Pincelate class

class pincelate.Pincelate(model_path_prefixes=())

Loads and provides an API for sequence-to-sequence models for spelling and sounding out.

closest(vec)

Finds the closest Arpabet phoneme for the given feature vector

featureidx(feat)

Index of a feature in the phoneme feature vocabulary.

Examples

>>> from pincelate import Pincelate
>>> pin = Pincelate()
>>> pug = pin.phonemefeatures("pug")
>>> pug[1][pin.featureidx('vcd')] = 1
>>> pin.spellfeatures(pug)
'bug'
manipulate(s, letters=None, features=None, temperature=0.25)

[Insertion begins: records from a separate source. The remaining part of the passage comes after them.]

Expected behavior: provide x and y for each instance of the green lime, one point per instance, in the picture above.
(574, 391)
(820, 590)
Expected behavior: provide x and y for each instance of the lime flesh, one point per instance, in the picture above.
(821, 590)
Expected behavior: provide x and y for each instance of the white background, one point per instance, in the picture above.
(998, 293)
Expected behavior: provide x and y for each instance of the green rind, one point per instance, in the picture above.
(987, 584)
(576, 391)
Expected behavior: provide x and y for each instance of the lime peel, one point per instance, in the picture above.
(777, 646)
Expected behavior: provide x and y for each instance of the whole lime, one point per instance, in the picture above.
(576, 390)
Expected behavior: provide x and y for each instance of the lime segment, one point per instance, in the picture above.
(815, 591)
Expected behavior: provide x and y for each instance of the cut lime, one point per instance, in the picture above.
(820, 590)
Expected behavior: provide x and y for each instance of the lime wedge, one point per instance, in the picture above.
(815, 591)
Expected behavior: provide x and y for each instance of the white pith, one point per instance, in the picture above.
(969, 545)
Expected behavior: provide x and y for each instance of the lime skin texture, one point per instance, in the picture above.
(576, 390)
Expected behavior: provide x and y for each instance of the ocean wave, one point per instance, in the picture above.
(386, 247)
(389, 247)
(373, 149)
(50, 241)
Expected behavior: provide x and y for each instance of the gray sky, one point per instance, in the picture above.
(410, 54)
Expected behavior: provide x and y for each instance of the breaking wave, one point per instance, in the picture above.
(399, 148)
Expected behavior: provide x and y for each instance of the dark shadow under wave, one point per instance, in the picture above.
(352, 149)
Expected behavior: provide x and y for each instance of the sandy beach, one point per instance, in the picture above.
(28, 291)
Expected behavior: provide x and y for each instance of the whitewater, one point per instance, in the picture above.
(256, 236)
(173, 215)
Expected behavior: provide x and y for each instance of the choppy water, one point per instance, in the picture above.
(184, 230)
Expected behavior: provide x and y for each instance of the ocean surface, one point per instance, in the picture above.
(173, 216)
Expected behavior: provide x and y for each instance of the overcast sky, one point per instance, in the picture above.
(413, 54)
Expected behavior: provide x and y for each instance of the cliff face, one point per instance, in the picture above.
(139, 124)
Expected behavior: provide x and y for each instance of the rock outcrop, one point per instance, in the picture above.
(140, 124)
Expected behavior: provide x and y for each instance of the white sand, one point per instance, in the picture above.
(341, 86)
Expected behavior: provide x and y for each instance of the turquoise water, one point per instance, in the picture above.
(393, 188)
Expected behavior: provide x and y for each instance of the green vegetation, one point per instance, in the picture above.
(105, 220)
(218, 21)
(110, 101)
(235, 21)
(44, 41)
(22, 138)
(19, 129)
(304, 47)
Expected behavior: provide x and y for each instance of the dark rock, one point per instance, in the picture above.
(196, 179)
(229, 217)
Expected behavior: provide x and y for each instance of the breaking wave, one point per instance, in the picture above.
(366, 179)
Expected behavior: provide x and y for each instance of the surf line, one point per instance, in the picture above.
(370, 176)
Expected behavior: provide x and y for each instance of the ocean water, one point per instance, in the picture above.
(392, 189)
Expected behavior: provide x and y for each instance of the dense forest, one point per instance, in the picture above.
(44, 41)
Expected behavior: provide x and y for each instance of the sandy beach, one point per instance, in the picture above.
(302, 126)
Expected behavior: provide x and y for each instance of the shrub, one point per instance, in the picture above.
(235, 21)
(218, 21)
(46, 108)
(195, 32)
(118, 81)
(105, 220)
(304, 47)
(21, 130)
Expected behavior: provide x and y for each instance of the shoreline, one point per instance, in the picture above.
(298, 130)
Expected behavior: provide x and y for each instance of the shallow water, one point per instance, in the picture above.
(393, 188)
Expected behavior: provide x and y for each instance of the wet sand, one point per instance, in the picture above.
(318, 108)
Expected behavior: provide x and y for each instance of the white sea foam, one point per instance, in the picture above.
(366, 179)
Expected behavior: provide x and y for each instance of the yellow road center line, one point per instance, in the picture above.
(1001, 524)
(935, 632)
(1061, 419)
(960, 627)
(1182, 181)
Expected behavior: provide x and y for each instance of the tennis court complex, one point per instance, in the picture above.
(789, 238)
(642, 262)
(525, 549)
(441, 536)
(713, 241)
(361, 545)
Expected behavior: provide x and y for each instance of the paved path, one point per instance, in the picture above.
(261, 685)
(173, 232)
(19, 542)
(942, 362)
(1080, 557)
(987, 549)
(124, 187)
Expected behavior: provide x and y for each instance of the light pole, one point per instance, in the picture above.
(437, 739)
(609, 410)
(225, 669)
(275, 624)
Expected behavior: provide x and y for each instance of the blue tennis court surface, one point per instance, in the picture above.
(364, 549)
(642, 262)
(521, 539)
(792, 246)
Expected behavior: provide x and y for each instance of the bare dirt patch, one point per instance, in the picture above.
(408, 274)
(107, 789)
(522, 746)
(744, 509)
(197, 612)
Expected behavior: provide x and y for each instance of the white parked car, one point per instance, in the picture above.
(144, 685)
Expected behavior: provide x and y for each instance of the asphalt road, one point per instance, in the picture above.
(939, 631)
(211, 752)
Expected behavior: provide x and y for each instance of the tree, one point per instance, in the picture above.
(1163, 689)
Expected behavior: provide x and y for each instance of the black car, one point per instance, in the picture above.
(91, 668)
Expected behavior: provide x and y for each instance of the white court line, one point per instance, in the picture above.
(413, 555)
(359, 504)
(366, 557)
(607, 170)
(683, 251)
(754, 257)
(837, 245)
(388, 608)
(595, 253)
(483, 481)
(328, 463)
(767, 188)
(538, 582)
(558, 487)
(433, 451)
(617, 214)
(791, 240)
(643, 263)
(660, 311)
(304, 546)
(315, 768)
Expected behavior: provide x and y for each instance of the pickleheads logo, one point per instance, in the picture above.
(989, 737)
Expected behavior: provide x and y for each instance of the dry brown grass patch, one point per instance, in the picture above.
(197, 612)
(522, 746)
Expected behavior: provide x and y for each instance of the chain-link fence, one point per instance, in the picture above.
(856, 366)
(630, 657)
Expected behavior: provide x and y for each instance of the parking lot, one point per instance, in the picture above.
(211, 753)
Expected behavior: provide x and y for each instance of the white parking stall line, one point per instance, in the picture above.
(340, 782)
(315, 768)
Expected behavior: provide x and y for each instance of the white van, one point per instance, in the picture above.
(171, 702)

Manipulate a round-trip respelling of a string

This method ‘re-spells’ words by first translating them to phonetic features then back to orthography. The provided values are used to attenuate or emphasize the probability of the given letters and phonetic features at each step of the spelling and sounding out process. Specifically, the decoded probability of the given item (letter or feature) is raised to the power of np.exp(n), where n is the provided value. A value of 0 will affect no change; negative values will increase the probability, positive values will decrease the probability. (A good range to try out is -10 to +10.)

Parameters:
  • s (str) – String to be re-spelled. Should contain only ASCII lowercase characters.
  • letters (dict) – Dictionary mapping letters to exponent values
  • features (dict) – Dictionary mapping phonetic features to exponent values
  • temperature (float) – Temperature for softmax sampling. Larger values will yield more unusual results.
Returns:

A re-spelling of the provided word

Return type:

str

Examples

Respell without using particular letters:

>>> from pincelate import Pincelate
>>> pin = Pincelate()
>>> pin.manipulate("cheese", letters={'e': 10})
"chi's"

Respell emphasizing certain phonetic features:

>>> from pincelate import Pincelate
>>> pin = Pincelate()
>>> pin.manipulate("nod", features={'alv': 10, 'blb': -10})
'mob'

Produce a less plausible spelling:

>>> from pincelate import Pincelate
>>> pin = Pincelate()
>>> [pin.manipulate("alphabet", temperature=1.5) for i in range(5)]
['alphabet', 'alphabey', 'alphibete', 'alfabet', 'alphabette']
phonemefeatures(s)

Produces an array of phoneme feature probabilities for string.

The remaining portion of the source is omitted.